Dulgheriu then planned to go to an abortion clinic, thinking her mind was made up.
“So I made my choice, but once I walked through that gate, there was a woman there saying, ‘we can offer you help’. Then I felt that I did have a choice. I can choose, yes or no. I chose not to go ahead with the abortion because I was given another option by the woman at the gate,” she said.
Today, Dulgheriu attends vigils with her daughter, praying rosaries and offering women a chance to reconsider abortion. However, there have been roadblocks that make it more difficult for this life-saving work to happen.
In April, the Ealing Council in west London unanimously approved the 100-meter (328 foot) buffer zone to prohibit pro-life outreach around a Marie Stopes abortion facility in the city. Those who violate the buffer zone could face fines or jail time.

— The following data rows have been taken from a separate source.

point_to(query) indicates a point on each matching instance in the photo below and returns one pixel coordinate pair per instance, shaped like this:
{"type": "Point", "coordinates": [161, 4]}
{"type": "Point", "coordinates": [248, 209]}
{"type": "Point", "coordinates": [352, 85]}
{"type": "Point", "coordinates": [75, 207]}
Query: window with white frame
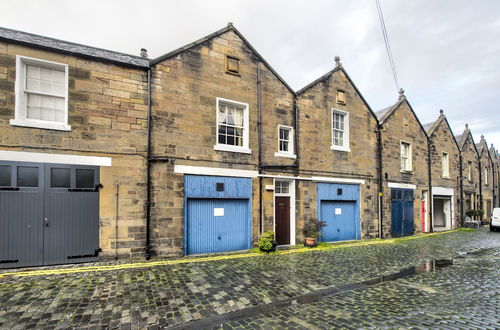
{"type": "Point", "coordinates": [232, 126]}
{"type": "Point", "coordinates": [406, 156]}
{"type": "Point", "coordinates": [41, 94]}
{"type": "Point", "coordinates": [281, 187]}
{"type": "Point", "coordinates": [445, 165]}
{"type": "Point", "coordinates": [285, 142]}
{"type": "Point", "coordinates": [340, 130]}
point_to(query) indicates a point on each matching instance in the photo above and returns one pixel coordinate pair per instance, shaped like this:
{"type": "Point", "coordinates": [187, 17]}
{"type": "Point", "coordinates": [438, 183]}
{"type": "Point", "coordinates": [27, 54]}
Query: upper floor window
{"type": "Point", "coordinates": [341, 97]}
{"type": "Point", "coordinates": [232, 126]}
{"type": "Point", "coordinates": [445, 165]}
{"type": "Point", "coordinates": [232, 65]}
{"type": "Point", "coordinates": [41, 94]}
{"type": "Point", "coordinates": [340, 130]}
{"type": "Point", "coordinates": [285, 142]}
{"type": "Point", "coordinates": [469, 171]}
{"type": "Point", "coordinates": [406, 156]}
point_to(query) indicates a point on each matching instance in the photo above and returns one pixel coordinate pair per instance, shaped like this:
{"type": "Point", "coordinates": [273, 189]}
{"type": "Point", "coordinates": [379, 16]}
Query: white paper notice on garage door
{"type": "Point", "coordinates": [218, 212]}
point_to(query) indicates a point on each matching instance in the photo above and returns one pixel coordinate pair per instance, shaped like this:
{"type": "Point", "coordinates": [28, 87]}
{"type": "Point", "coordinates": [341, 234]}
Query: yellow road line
{"type": "Point", "coordinates": [205, 259]}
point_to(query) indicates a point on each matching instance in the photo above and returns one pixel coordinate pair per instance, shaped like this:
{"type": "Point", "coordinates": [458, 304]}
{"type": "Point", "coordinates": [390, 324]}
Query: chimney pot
{"type": "Point", "coordinates": [337, 61]}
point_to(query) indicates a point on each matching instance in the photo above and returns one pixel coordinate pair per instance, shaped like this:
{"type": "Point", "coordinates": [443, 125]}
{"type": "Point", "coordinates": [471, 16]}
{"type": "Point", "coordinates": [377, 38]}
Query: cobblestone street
{"type": "Point", "coordinates": [345, 286]}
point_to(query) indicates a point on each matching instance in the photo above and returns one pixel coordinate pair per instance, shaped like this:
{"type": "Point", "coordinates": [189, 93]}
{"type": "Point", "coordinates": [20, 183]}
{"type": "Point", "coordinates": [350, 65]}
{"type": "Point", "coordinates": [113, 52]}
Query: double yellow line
{"type": "Point", "coordinates": [72, 270]}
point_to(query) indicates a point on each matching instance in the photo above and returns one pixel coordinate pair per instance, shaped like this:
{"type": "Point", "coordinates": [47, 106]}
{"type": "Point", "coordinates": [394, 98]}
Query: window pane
{"type": "Point", "coordinates": [27, 176]}
{"type": "Point", "coordinates": [5, 175]}
{"type": "Point", "coordinates": [60, 178]}
{"type": "Point", "coordinates": [84, 178]}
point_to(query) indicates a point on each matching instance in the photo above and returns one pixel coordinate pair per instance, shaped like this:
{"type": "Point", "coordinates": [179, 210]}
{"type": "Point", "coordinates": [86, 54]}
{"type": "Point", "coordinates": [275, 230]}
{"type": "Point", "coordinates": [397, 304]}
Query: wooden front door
{"type": "Point", "coordinates": [282, 220]}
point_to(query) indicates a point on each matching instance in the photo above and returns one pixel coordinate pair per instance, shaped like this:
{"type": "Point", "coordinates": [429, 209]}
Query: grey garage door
{"type": "Point", "coordinates": [49, 214]}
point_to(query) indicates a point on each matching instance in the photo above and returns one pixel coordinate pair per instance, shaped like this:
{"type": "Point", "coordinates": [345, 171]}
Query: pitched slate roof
{"type": "Point", "coordinates": [463, 138]}
{"type": "Point", "coordinates": [386, 113]}
{"type": "Point", "coordinates": [327, 75]}
{"type": "Point", "coordinates": [431, 127]}
{"type": "Point", "coordinates": [33, 40]}
{"type": "Point", "coordinates": [229, 27]}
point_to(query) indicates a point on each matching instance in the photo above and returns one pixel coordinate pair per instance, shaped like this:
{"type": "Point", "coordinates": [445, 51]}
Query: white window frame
{"type": "Point", "coordinates": [224, 147]}
{"type": "Point", "coordinates": [410, 156]}
{"type": "Point", "coordinates": [445, 164]}
{"type": "Point", "coordinates": [290, 153]}
{"type": "Point", "coordinates": [21, 103]}
{"type": "Point", "coordinates": [346, 145]}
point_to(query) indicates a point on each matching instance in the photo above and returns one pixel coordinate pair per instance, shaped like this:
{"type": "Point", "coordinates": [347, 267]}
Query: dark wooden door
{"type": "Point", "coordinates": [282, 218]}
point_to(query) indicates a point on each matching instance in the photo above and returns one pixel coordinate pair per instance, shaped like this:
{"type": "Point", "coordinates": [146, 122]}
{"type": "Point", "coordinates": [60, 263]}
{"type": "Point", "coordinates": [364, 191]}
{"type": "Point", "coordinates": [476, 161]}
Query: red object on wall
{"type": "Point", "coordinates": [423, 216]}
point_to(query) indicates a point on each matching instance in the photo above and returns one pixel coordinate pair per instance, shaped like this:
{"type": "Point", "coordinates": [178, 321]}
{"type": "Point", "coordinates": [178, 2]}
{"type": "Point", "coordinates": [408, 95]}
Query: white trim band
{"type": "Point", "coordinates": [186, 169]}
{"type": "Point", "coordinates": [338, 180]}
{"type": "Point", "coordinates": [35, 157]}
{"type": "Point", "coordinates": [401, 185]}
{"type": "Point", "coordinates": [442, 191]}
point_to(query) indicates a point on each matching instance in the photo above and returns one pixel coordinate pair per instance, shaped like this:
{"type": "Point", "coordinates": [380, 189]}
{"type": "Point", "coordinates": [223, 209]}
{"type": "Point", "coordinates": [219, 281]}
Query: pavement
{"type": "Point", "coordinates": [394, 283]}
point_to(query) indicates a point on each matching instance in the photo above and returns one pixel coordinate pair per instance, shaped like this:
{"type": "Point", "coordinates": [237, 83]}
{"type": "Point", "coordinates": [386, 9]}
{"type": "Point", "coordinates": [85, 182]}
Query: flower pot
{"type": "Point", "coordinates": [311, 241]}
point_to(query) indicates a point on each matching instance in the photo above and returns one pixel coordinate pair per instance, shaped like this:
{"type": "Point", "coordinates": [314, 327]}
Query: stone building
{"type": "Point", "coordinates": [201, 150]}
{"type": "Point", "coordinates": [496, 173]}
{"type": "Point", "coordinates": [445, 174]}
{"type": "Point", "coordinates": [338, 151]}
{"type": "Point", "coordinates": [223, 148]}
{"type": "Point", "coordinates": [471, 179]}
{"type": "Point", "coordinates": [73, 136]}
{"type": "Point", "coordinates": [487, 179]}
{"type": "Point", "coordinates": [405, 168]}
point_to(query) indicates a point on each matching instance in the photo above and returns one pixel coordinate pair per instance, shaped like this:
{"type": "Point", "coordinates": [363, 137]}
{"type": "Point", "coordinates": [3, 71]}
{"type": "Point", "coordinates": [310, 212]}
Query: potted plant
{"type": "Point", "coordinates": [312, 231]}
{"type": "Point", "coordinates": [267, 243]}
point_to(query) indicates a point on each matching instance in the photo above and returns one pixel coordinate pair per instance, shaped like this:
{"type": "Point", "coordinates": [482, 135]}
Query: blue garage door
{"type": "Point", "coordinates": [340, 219]}
{"type": "Point", "coordinates": [338, 206]}
{"type": "Point", "coordinates": [402, 212]}
{"type": "Point", "coordinates": [217, 225]}
{"type": "Point", "coordinates": [217, 214]}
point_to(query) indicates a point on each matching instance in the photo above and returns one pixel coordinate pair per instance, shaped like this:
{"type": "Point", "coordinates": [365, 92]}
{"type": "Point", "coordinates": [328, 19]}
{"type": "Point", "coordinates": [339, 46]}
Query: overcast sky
{"type": "Point", "coordinates": [447, 53]}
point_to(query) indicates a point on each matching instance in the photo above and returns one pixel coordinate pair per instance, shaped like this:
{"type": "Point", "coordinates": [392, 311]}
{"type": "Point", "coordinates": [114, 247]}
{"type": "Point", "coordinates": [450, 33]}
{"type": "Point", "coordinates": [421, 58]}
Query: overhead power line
{"type": "Point", "coordinates": [387, 44]}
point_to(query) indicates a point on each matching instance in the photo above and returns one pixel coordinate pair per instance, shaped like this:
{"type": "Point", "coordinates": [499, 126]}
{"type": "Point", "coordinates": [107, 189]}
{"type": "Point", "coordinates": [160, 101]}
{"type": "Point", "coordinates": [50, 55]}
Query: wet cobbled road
{"type": "Point", "coordinates": [442, 281]}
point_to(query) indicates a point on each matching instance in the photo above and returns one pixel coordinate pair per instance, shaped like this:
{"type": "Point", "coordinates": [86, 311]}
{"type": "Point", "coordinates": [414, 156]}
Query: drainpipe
{"type": "Point", "coordinates": [148, 175]}
{"type": "Point", "coordinates": [117, 196]}
{"type": "Point", "coordinates": [259, 126]}
{"type": "Point", "coordinates": [461, 191]}
{"type": "Point", "coordinates": [297, 135]}
{"type": "Point", "coordinates": [431, 202]}
{"type": "Point", "coordinates": [380, 181]}
{"type": "Point", "coordinates": [480, 188]}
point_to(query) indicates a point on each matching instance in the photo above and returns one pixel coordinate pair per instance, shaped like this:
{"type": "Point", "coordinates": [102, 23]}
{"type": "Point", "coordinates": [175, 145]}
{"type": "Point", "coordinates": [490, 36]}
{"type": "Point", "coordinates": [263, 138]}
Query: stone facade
{"type": "Point", "coordinates": [487, 179]}
{"type": "Point", "coordinates": [184, 129]}
{"type": "Point", "coordinates": [108, 116]}
{"type": "Point", "coordinates": [470, 172]}
{"type": "Point", "coordinates": [317, 158]}
{"type": "Point", "coordinates": [399, 124]}
{"type": "Point", "coordinates": [443, 144]}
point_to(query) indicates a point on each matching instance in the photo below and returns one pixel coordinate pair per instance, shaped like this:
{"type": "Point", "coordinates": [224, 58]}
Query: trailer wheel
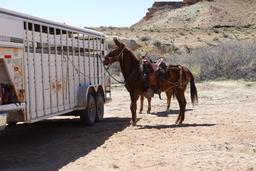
{"type": "Point", "coordinates": [100, 107]}
{"type": "Point", "coordinates": [13, 123]}
{"type": "Point", "coordinates": [88, 115]}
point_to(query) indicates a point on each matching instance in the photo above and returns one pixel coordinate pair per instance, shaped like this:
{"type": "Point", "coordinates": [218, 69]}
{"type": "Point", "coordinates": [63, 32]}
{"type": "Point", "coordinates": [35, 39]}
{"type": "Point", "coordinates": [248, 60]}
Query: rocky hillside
{"type": "Point", "coordinates": [171, 28]}
{"type": "Point", "coordinates": [202, 14]}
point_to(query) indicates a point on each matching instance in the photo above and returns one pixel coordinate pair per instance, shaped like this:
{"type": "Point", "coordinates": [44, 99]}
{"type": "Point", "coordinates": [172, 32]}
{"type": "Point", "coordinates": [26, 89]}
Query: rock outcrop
{"type": "Point", "coordinates": [161, 5]}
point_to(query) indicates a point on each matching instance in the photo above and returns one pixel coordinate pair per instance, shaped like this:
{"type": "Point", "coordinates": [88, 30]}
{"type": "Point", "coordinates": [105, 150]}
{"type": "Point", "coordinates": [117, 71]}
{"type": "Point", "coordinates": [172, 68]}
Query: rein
{"type": "Point", "coordinates": [117, 58]}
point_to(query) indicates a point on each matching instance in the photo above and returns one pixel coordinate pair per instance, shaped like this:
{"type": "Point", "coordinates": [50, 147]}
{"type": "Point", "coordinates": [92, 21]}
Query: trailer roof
{"type": "Point", "coordinates": [29, 17]}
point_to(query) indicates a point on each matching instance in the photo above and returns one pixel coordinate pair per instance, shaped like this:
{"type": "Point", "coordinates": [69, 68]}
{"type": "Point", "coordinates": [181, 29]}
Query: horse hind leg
{"type": "Point", "coordinates": [149, 105]}
{"type": "Point", "coordinates": [141, 103]}
{"type": "Point", "coordinates": [133, 108]}
{"type": "Point", "coordinates": [168, 95]}
{"type": "Point", "coordinates": [182, 103]}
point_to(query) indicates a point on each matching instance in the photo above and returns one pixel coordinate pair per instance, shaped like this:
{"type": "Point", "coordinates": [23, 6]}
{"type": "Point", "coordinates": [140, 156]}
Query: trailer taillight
{"type": "Point", "coordinates": [1, 94]}
{"type": "Point", "coordinates": [7, 56]}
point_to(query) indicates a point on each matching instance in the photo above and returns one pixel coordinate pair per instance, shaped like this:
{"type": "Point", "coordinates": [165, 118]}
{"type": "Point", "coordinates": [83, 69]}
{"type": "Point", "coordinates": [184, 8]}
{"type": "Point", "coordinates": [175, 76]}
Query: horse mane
{"type": "Point", "coordinates": [134, 58]}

LifeNews depends on the support of readers like you to combat the pro-abortion media. Please donate now.
An announcement on abortion buffer zones is expected from Home Secretary Sajid Javid next month in England, and there have been calls for national legislation that follows the model of Ealing’s abortion buffer zone.
Marie Stopes, the clinic in Ealing that performs abortions, has a long record of dangerous health and safety violations, as well as allegations of giving staff incentives to sell abortions.
It has an egregious reputation, having botched nearly 400 abortions in a two-month period in 2017, according to the British Care Quality Commission. In 2016, inspectors found such horrible conditions that the British government temporarily shut down some of the abortion chain’s operations.
The Care Quality Commission found evidence that Marie Stopes also was pressuring women to have abortions by incentivizing staff with bonuses.
Those in support of the buffer zone claim it is necessary to protect women from harassment, but Dulgheriu denied there was any harassment or intimidation of staff or patients.
“We are just three people holding a rosary and my daughter was playing…There’s nothing shocking or graphic on the leaflets. My daughter saw the picture of the developing baby on the leaflet and she said ‘Mummy, look – it’s a baby’, then she knelt down and kissed the picture,” she said.